Ensuite, l’artiste avait tenté d’aller au-delà et Kaldor ne suivit plus. Les contorsions du gaz fluorescent devenaient trop complexes et trop abstraites. Il se dit que peut-être … s’il regardait ce déploiement quelques fois encore, un schéma se dégagerait …
— Qu’est devenu le son ? demanda Doreen quand le tourbillon de couleurs s’éteignit subitement dans la bulle. Dans le temps, il y avait de la très bonne musique, surtout à la fin.
— J’avais peur que quelqu’un pose cette question, dit Mirissa avec un sourire navré. Nous ne savons pas si ça vient du mécanisme de play-back ou du programme en soi.
— Vous avez sûrement une copie ?
— Oui, naturellement. Mais le module de rechange est quelque part dans la chambre de Kumar, probablement enfoui sous des bouts de sa pirogue. Tant que vous n’avez pas vu son antre, vous ne pouvez comprendre ce que veut dire entropie.

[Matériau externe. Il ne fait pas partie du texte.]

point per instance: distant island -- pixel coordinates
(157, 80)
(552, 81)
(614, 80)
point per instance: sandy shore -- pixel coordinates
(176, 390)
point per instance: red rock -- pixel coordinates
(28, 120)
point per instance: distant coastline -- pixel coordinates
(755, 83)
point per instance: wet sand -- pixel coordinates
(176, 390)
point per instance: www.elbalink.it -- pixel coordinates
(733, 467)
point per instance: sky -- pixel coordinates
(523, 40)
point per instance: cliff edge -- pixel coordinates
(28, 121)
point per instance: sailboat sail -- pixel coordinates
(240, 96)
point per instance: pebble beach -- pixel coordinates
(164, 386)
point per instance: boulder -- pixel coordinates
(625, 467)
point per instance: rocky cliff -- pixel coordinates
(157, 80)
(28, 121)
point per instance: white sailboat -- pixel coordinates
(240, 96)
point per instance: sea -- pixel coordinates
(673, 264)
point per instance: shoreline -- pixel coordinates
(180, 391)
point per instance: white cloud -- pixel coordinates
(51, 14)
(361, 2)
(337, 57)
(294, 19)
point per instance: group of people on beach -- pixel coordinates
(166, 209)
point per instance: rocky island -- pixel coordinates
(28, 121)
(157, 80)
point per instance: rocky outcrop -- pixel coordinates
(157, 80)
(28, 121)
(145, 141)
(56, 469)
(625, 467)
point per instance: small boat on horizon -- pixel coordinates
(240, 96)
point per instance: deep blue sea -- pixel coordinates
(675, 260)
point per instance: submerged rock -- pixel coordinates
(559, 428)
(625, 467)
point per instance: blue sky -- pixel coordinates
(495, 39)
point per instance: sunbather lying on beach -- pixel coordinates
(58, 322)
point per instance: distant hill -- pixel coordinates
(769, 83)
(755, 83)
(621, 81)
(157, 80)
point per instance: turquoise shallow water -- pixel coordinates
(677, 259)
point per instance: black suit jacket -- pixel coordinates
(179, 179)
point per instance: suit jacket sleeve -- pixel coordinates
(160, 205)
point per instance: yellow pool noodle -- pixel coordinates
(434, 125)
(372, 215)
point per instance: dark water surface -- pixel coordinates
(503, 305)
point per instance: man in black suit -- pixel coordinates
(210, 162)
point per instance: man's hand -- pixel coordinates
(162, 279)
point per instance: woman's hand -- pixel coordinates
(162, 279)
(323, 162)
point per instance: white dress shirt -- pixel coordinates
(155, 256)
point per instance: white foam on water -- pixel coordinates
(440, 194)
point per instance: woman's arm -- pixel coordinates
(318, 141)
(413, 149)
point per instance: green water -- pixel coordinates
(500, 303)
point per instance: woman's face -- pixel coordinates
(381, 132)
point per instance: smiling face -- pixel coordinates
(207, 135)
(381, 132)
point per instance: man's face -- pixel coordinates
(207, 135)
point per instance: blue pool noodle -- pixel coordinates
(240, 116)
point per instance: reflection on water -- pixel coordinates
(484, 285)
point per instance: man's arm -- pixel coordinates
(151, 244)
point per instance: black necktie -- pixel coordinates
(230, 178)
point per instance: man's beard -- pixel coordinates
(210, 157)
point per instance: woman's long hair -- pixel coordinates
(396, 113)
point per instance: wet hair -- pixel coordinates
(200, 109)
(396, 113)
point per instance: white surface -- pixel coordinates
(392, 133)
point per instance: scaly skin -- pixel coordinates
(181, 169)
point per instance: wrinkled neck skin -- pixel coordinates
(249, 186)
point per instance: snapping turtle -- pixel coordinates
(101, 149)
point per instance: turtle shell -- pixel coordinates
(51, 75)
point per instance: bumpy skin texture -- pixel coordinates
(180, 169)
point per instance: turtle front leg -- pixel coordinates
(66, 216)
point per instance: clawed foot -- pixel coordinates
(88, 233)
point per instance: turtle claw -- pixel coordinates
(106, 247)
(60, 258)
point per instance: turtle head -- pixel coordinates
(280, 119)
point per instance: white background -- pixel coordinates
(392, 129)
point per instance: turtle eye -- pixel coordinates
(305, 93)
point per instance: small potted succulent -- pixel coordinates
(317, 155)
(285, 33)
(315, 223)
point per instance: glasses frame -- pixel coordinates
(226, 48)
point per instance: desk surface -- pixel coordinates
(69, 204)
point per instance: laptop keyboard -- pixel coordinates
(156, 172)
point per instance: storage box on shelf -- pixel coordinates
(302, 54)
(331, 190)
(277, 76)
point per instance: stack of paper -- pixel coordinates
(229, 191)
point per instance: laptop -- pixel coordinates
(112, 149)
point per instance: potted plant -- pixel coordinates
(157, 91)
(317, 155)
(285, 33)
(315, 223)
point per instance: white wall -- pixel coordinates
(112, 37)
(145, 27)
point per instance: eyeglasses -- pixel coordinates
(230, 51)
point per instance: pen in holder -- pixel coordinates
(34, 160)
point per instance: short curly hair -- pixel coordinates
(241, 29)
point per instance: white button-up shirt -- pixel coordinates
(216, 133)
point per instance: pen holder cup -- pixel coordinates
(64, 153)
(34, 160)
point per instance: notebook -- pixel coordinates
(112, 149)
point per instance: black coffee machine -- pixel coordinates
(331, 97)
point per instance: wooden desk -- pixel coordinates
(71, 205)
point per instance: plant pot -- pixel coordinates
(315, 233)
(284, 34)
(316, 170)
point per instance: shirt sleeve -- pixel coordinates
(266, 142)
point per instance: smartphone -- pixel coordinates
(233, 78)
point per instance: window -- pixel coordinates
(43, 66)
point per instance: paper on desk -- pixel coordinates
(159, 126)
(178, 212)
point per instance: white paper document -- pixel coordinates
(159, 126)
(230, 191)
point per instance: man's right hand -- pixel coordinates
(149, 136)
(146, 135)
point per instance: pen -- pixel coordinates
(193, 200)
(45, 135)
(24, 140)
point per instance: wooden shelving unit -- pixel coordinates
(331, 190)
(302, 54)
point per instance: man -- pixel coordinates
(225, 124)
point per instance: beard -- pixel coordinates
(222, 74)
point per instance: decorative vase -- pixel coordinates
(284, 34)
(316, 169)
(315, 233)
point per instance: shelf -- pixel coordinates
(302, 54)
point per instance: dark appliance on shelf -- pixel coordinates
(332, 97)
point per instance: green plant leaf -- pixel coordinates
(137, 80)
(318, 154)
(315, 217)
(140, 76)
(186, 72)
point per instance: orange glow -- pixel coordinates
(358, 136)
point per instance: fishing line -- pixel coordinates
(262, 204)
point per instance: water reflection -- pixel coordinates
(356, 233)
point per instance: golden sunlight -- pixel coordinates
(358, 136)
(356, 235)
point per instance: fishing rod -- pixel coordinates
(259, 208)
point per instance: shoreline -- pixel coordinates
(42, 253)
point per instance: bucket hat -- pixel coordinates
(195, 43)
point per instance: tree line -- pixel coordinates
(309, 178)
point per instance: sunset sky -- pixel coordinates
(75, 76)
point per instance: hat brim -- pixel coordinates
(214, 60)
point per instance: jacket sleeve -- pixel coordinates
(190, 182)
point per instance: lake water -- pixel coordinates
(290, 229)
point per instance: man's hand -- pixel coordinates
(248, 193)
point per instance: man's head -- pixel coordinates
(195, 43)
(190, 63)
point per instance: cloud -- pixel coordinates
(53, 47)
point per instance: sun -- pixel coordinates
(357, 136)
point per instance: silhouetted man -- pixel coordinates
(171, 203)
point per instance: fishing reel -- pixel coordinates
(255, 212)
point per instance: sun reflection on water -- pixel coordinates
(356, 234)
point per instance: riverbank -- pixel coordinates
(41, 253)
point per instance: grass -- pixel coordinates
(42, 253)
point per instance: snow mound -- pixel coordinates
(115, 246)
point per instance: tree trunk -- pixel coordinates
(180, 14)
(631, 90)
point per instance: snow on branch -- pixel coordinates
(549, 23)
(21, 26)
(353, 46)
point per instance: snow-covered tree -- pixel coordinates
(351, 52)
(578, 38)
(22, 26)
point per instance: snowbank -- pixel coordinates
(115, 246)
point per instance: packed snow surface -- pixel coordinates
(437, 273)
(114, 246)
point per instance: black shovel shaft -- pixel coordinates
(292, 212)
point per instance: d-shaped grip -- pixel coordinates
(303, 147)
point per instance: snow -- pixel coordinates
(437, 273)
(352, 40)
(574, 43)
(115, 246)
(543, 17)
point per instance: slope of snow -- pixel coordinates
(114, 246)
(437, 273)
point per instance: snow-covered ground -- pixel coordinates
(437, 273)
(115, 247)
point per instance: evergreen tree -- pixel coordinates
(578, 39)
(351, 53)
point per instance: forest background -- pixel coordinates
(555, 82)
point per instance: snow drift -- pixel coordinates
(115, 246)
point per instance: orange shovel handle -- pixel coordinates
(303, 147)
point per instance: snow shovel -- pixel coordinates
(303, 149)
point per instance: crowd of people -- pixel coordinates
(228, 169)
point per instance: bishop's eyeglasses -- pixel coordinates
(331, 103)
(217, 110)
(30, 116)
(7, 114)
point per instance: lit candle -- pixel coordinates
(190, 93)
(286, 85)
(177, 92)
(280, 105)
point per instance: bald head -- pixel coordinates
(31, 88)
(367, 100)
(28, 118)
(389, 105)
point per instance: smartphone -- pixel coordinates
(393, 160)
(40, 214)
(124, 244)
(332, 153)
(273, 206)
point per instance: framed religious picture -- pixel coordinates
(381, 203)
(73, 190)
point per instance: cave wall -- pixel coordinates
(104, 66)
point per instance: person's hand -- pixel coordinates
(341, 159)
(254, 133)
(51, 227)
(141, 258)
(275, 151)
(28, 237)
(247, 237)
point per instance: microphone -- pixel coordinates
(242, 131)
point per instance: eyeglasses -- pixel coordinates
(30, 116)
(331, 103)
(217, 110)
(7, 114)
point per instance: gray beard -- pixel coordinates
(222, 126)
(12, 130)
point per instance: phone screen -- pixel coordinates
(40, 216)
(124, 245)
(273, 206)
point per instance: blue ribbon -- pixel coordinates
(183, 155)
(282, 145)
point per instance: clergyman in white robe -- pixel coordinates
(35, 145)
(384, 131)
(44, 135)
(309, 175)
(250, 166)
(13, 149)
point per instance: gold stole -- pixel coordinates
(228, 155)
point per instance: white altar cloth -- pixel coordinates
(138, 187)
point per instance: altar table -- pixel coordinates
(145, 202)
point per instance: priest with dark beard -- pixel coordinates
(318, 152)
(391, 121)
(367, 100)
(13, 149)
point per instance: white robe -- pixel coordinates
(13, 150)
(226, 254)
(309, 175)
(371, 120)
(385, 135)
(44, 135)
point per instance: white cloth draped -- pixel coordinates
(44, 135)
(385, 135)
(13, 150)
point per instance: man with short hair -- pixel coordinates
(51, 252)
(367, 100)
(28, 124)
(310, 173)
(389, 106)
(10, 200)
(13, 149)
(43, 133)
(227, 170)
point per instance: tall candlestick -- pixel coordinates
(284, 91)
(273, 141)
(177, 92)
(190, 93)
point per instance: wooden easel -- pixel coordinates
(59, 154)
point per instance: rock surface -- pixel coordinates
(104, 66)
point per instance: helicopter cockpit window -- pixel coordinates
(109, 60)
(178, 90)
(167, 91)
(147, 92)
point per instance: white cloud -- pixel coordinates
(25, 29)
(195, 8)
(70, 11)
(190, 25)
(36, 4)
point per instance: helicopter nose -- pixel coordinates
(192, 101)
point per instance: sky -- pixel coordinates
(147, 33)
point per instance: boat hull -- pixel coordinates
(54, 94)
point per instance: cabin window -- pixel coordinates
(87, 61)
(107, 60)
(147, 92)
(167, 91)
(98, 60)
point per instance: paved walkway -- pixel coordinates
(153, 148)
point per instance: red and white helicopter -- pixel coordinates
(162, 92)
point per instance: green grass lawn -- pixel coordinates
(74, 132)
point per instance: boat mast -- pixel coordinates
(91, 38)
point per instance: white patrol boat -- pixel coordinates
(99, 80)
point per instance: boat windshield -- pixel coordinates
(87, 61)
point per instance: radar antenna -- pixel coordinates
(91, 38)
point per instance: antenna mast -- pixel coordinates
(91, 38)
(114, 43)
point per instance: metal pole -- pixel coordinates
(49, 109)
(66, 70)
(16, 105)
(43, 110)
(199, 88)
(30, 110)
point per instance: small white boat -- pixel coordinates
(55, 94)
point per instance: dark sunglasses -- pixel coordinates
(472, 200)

— Ce n’est pas une pirogue, c’est un kayak, protesta Kumar qui venait d’arriver avec une jolie fille du village à chaque bras. Et qu’est-ce que c’est, l’entropie ?
Un des jeunes Martiens eut la sottise de tenter une explication en versant deux breuvages de couleurs différentes dans le même verre. Avant qu’il aille bien loin, sa voix fut couverte par un tonnerre de musique provenant de la sculpture gazeuse.
— Vous voyez ! glapit Kumar dans le tintamarre, avec une fierté évidente. Brant peut arranger n’importe quoi !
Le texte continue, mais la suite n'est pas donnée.